CS 184/284A: Computer Graphics and Imaging, Spring 2024

Homework 1: Rasterizer

Aaron Xu, Andy Chen

link: https://cal-cs184-student.github.io/hw-webpages-sp24-omijimo/hw1/index.html



Overview

Overall, this homework was very interesting and we've learned a lot about the rasterization process and ways to reduce aliasing. I thought barycentric coordinates were a very cool concept and an ingenious way to smoothly interpolate values inside triangles. Perhaps the most interesting thing we've learned from the homework is how well we are able to make images that are pretty much just as good as supersampling without actually supersampling. Supersampling is an intuitive solution to aliasing, but it uses astronomically large amounts of space and time, and with some combination of bilinear pixel sampling and linear or nearest level sampling, we can basically replicate that effect with less overall complexity. It really goes to show how people have thought of clever solutions to reduce aliasing and properly rasterize objects and textures.

Section I: Rasterization

Part 1: Rasterizing single-color triangles

In task one, we implemented basic triangle raterization in a very lecture/textbook like way. For each triangle, we sample the points in a rectangle around the triangle, going from the lowest X and Y values of the given points from the triangle and sampling column by column until we reach the very highest X and Y values of the given points. We can achieve this by using floor(min()) of all the X and Y points for the starting point, and ceil(max()) of the X and Y values for the given points for the finishing value. Then, once we have the starting and finishing points, to make future calculations easier, we first calculate the value of all dXi = Xi+1 - Xi, and the same for the Y values of all points. In other words, we first generate the line tangent vectors needed for determining whether a point is within a triangle or not. After this, we have the X and Y values for the 3 line vectors, so we enter a loop, iterating from our predetermined start point and going column by column (no reason in particular we choose to iteratre through Y values first rather than row by row) until we reach the finishing value. Then, since the current X and Y values we have are ints and we want to sample from the middle of each pixel, 0.5 is added to the X and Y values before it is used in the calculations. Now, with the proper values we want to sample, we use the formula Li(x,y) = -(x - Xi)dYi + (y-Yi)dXi to see if any given point is within a given line, running this equation for all lines. Since we didn't account for orientation, we know that a point is within the triangle if all three line tests are positive or negative. So after L0, L1, and L2 have been generated by the equation, we check if all of them are either positive or negative, and if that's the case, then we fill the pixel with the original coordinates x and y (before 0.5 was added) with the given color.

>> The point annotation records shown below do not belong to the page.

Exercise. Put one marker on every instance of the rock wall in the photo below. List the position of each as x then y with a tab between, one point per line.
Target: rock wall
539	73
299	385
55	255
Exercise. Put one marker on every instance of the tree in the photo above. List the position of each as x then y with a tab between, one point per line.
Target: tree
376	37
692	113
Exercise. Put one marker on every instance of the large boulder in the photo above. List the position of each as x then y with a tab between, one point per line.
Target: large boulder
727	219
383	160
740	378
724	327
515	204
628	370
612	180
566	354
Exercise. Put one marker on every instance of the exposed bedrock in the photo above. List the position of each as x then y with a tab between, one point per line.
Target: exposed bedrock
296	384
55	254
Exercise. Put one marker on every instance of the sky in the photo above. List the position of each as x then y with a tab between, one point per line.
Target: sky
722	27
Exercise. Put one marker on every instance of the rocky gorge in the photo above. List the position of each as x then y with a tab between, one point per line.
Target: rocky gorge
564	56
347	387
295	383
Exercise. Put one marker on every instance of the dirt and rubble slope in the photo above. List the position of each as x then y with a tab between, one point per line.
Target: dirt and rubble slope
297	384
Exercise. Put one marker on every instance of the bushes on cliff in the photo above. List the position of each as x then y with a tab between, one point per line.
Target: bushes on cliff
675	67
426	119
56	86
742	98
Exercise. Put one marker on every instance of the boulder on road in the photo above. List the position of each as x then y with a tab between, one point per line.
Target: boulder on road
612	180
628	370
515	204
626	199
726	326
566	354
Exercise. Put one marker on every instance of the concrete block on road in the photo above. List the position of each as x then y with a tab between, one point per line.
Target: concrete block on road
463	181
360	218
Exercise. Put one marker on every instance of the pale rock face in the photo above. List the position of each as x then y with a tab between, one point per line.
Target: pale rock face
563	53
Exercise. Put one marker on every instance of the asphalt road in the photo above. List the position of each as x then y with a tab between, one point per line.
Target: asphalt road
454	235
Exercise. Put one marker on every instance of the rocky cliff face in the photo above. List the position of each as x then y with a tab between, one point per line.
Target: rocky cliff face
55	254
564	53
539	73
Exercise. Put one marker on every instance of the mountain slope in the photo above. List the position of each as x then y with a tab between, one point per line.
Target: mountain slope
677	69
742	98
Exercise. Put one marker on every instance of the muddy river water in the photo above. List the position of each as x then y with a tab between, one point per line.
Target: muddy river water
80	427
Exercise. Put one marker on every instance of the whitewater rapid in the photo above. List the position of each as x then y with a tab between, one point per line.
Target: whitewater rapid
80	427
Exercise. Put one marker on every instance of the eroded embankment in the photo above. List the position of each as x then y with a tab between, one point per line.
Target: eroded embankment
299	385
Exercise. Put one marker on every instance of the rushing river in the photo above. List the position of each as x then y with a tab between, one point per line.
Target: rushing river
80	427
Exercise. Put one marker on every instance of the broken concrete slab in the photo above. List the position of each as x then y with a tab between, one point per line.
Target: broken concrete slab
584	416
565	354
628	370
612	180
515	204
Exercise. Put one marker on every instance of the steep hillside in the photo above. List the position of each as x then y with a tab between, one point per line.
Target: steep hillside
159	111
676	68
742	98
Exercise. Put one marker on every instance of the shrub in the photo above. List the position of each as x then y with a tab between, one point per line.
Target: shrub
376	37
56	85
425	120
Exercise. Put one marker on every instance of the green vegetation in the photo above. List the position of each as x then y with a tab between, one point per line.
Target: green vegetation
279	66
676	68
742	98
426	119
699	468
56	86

After implementing task 2, we now have two additional for loops in the rasterize_triangle function to account for the additional subpixel samples needed for each sample. When supersampling is turned off however, the function acts the same as when supersampling hasn't been implemented, and samples from each X and Y pixel value in the bounding box plus 0.5, or the middle of each pixel. Our algorithm is no worse than an algorithm that checks every pixel within the bounding box for each triangle because that's exactly what it does: check each pixel in the bounding box for each triangle.


Rasterization of basic test 6
Rasterization of basic test 5
Rasterization of basic test 4
Rasterization of basic test 3
Close up of basic test 4. Notice the aliasing along the edges.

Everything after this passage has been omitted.